He obtained twenty Chinese coolies, opened a mine which turned out lucrative, and the Chinese at home hearing that money was to be made, flocked into Larut, but after some years took to quarreling about the ownership of mines, and eventually to a war between the two leading clans, which threatened to be a war of extermination, and resulted in British interference, and the appointment of a Resident; and then Chinese merchants in Pinang made advances of money and provisions to such of their countrymen as were willing to work the abandoned mines. Very soon the population increased to such an extent that it became necessary to choose sites for mining towns, granting one to each faction; the Go Kwan town being called Taipeng, and the Si Kwan town Kamunting.

American mining enterprise could hardly go ahead faster. At the end of 1873 the population of Larut was four thousand, the men of the fighting factions only. Eleven months later these two mining towns contained nine thousand inhabitants, a tenth of whom were shopkeepers, and the district thirty-three thousand. Larut is level from the sea-shore to the mountain range, twenty miles inland, and is very uninteresting.
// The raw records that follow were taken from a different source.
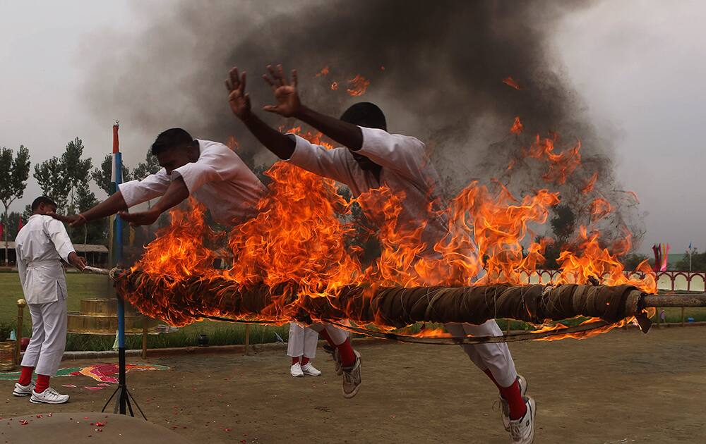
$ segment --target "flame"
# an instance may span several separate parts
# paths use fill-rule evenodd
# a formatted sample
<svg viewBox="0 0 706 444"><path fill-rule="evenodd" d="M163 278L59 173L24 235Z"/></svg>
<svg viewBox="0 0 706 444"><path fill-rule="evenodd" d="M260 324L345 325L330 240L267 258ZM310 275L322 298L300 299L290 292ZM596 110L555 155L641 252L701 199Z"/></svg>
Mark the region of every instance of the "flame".
<svg viewBox="0 0 706 444"><path fill-rule="evenodd" d="M542 178L560 185L566 182L566 178L581 164L581 142L577 140L573 147L556 154L554 147L557 139L556 134L551 135L550 137L540 137L538 134L526 154L530 157L546 161L549 169Z"/></svg>
<svg viewBox="0 0 706 444"><path fill-rule="evenodd" d="M515 88L517 91L520 91L520 90L522 90L522 87L515 80L515 79L513 79L512 77L510 77L509 75L508 77L505 78L504 79L503 79L503 83L507 85L508 86L513 87L513 88Z"/></svg>
<svg viewBox="0 0 706 444"><path fill-rule="evenodd" d="M522 128L524 126L520 121L520 117L515 118L515 122L513 123L513 126L510 128L510 134L520 134L522 132Z"/></svg>
<svg viewBox="0 0 706 444"><path fill-rule="evenodd" d="M354 97L361 96L370 85L370 80L360 74L356 74L354 78L348 80L348 85L350 86L346 89L346 92Z"/></svg>

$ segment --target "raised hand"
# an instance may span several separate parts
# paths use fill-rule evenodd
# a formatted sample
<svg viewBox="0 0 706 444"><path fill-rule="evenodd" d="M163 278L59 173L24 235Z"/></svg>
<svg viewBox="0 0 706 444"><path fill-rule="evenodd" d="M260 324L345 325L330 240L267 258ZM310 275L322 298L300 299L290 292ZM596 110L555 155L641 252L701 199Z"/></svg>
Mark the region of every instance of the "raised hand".
<svg viewBox="0 0 706 444"><path fill-rule="evenodd" d="M277 65L276 70L273 68L272 65L268 65L267 69L270 75L265 74L263 75L263 78L272 87L277 104L266 105L263 109L285 117L295 116L301 108L299 94L297 91L297 70L292 70L292 82L289 83L285 76L282 65Z"/></svg>
<svg viewBox="0 0 706 444"><path fill-rule="evenodd" d="M140 225L152 225L160 217L160 213L152 210L148 210L140 213L128 213L127 211L120 211L118 213L124 221L127 221L130 225L137 226Z"/></svg>
<svg viewBox="0 0 706 444"><path fill-rule="evenodd" d="M238 68L230 68L229 79L225 81L225 87L228 90L228 104L233 113L241 120L250 116L250 95L245 92L245 71L241 76L238 73Z"/></svg>
<svg viewBox="0 0 706 444"><path fill-rule="evenodd" d="M82 256L76 254L76 252L71 252L68 254L68 262L81 271L83 271L83 269L86 268L87 265L85 259Z"/></svg>

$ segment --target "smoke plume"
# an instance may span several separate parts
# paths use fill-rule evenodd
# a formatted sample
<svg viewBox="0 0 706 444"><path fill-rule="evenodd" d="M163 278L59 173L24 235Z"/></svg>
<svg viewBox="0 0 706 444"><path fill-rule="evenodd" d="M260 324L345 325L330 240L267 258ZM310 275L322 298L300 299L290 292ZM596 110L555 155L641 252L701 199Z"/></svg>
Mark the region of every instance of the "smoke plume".
<svg viewBox="0 0 706 444"><path fill-rule="evenodd" d="M552 52L561 19L591 3L223 1L169 3L169 9L140 4L145 32L95 61L87 97L97 117L129 116L152 137L173 126L198 138L234 136L239 154L259 164L273 158L231 114L223 80L232 66L246 70L259 110L272 101L260 75L268 63L282 63L297 68L304 101L320 111L337 116L360 100L378 104L391 132L427 144L450 193L495 177L520 195L549 187L563 202L585 206L578 203L586 200L580 190L597 173L594 192L614 210L605 228L640 232L636 204L616 191L611 142L587 121ZM317 77L325 66L328 73ZM352 97L347 82L359 73L370 85ZM520 90L503 83L508 76ZM340 85L335 91L334 81ZM520 135L509 133L515 116L525 125ZM265 117L275 125L294 123ZM521 155L534 134L550 131L559 136L558 152L582 143L582 166L561 185L547 183L545 166Z"/></svg>

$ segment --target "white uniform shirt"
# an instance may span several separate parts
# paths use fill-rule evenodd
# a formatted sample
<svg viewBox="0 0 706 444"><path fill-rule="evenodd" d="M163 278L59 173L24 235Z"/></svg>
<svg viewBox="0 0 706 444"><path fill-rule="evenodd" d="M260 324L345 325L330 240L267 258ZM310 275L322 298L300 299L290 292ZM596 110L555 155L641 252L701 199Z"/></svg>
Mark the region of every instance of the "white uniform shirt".
<svg viewBox="0 0 706 444"><path fill-rule="evenodd" d="M128 207L162 196L172 180L181 177L189 195L205 205L217 222L230 225L254 216L258 201L266 191L265 185L228 147L208 140L198 142L196 162L175 168L171 175L162 168L142 180L120 184Z"/></svg>
<svg viewBox="0 0 706 444"><path fill-rule="evenodd" d="M66 278L60 259L68 261L73 245L64 224L49 216L35 214L15 239L17 269L28 304L66 299Z"/></svg>
<svg viewBox="0 0 706 444"><path fill-rule="evenodd" d="M363 145L357 152L382 166L380 181L372 171L362 170L349 149L327 149L295 135L297 146L289 161L309 171L330 178L350 188L354 197L387 185L393 193L405 194L397 223L419 226L426 222L421 240L426 254L434 254L433 246L448 233L446 218L429 211L429 204L440 195L441 180L423 144L418 139L383 130L360 127Z"/></svg>

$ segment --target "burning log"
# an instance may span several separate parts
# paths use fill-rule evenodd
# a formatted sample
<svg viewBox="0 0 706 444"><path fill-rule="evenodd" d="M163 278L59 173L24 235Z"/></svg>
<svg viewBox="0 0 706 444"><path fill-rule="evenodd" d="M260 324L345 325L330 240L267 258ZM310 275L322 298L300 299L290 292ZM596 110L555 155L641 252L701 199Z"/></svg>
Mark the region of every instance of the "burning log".
<svg viewBox="0 0 706 444"><path fill-rule="evenodd" d="M294 285L244 287L222 276L174 281L134 270L116 279L118 290L140 312L174 325L205 316L277 323L349 320L383 328L417 322L479 324L500 318L541 324L577 316L616 323L642 315L645 297L632 285L564 284L349 286L335 297L311 297L298 295Z"/></svg>

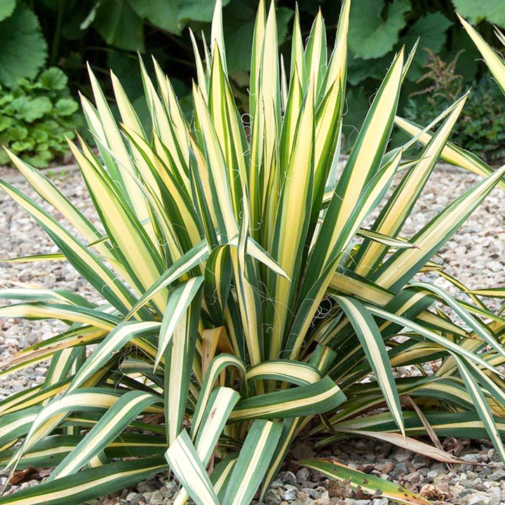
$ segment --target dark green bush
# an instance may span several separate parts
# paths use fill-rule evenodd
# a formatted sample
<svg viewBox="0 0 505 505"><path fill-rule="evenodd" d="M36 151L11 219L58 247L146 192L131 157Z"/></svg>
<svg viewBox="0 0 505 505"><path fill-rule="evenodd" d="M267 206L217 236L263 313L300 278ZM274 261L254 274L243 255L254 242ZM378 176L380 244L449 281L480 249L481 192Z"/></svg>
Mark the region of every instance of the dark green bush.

We have been in a gharrie to Kamunting, a Chinese mining town of four thousand people, three miles from here, approached through a pretty valley full of pitcher plants with purple cups and lids. You can imagine the joy of getting into my hands these wonderful nepenthes or "monkey cups" for the first time. I gathered five in the hope of finding one free from insects, but the cups of all were full of dried flies and ants, looking much as flies do when they have been clutched for a few days by the hairs of the "sun-dew." The lid has a quantity of nectar on its under side which attracts insects; but below the rolled rim of the cup, which is slightly corrugated, the interior is as smooth as glass, and the betrayed flies must fall at once into the water at the bottom and be drowned. As these ingenious arrangements are made for their destruction, doubtless the plant feeds upon their juices.* [*I have since learned that this is an ascertained fact, and that nepenthes are among the insectiverous plants.]

We went first to a very large tin mine belonging to a rich and very pleasant-looking Chinaman, who received us and took us over it. The mine is like a large quarry, with a number of small excavations which fill with water, and are pumped by most ingenious Chinese pumps worked by an endless chain, but there are two powerful steam pumps at work also. About four hundred lean, leathery-looking men were working, swarming up out of the holes like ants in double columns, each man carrying a small bamboo tray holding about three pounds of stanniferous earth, which is deposited in a sluice, and a great rush of water washes away the sand, leaving the tin behind, looking much like "giant" blasting powder.